Carnot's theorem is a formal statement of this fact: No engine operating between two heat reservoirs can be more efficient than a Carnot engine operating between those same reservoirs. Thus, Equation 3 gives the maximum efficiency possible for any engine using the corresponding temperatures. A corollary to Carnot's theorem states that: All reversible engines operating between the same heat reservoirs are equally efficient. Rearranging the right side of the equation gives what may be a more easily understood form of the equation. Namely that the theoretical maximum efficiency of a heat engine equals the difference in temperature between the hot and cold reservoir divided by the absolute temperature of the hot reservoir. Looking at this formula an interesting fact becomes apparent; Lowering the temperature of the cold reservoir will have more effect on the ceiling efficiency of a heat engine than raising the temperature of the hot reservoir by the same amount. In the real world, this may be difficult to achieve since the cold reservoir is often an existing ambient temperature.

In other words, maximum efficiency is achieved if and only if no new entropy is created in the cycle, which would be the case if e.g. friction leads to dissipation of work into heat. In that case the cycle is not reversible and the Clausius theorem becomes an inequality rather than an equality. Otherwise, since entropy is a state function, the required dumping of heat into the environment to dispose of excess entropy leads to a (minimal) reduction in efficiency. So Equation 3 gives the efficiency of any reversible heat engine.

In mesoscopic heat engines, work per cycle of operation fluctuates due to thermal noise. For the case when work and heat fluctuations are counted, there is exact equality that relates average of exponents of work performed by any heat engine and the heat transfer from the hotter heat bath.^[4]

Efficiency of real heat engines

Carnot realized that in reality it is not possible to build a thermodynamically reversible engine, so real heat engines are even less efficient than indicated by Equation 3. In addition, real engines that operate along this cycle are rare. Nevertheless, Equation 3 is extremely useful for determining the maximum efficiency that could ever be expected for a given set of thermal reservoirs.

Although Carnot's cycle is an idealisation, the expression of Carnot efficiency is still useful.

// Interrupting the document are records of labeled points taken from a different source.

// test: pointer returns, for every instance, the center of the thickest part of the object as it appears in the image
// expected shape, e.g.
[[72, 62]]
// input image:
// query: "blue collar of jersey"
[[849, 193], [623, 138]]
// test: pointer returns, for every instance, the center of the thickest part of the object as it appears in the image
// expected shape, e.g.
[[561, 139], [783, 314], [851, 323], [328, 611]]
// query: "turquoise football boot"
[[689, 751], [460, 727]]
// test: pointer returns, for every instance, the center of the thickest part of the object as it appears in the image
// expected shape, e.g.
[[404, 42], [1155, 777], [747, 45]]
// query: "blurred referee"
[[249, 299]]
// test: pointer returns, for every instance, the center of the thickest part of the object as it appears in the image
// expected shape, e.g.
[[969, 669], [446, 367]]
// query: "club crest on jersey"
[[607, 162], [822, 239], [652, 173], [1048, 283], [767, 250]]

Consider the average temperatures,

${\displaystyle \langle T_{H}\rangle ={\frac {1}{\Delta S}}\int _{Q_{in}}TdS}$

${\displaystyle \langle T_{C}\rangle ={\frac {1}{\Delta S}}\int _{Q_{out}}TdS}$

at which heat is input and output, respectively. Replace T_H and T_C in Equation (3) by 〈T_H〉 and 〈T_C〉 respectively.

For the Carnot cycle, or its equivalent, the average value 〈T_H〉 will equal the highest temperature available, namely T_H, and 〈T_C〉 the lowest, namely T_C. For other less efficient cycles, 〈T_H〉 will be lower than T_H, and 〈T_C〉 will be higher than T_C. This can help illustrate, for example, why a reheater or a regenerator can improve the thermal efficiency of steam power plants—and why the thermal efficiency of combined-cycle power plants (which incorporate gas turbines operating at even higher temperatures) exceeds that of conventional steam plants. The first prototype of the diesel engine was based on the Carnot cycle.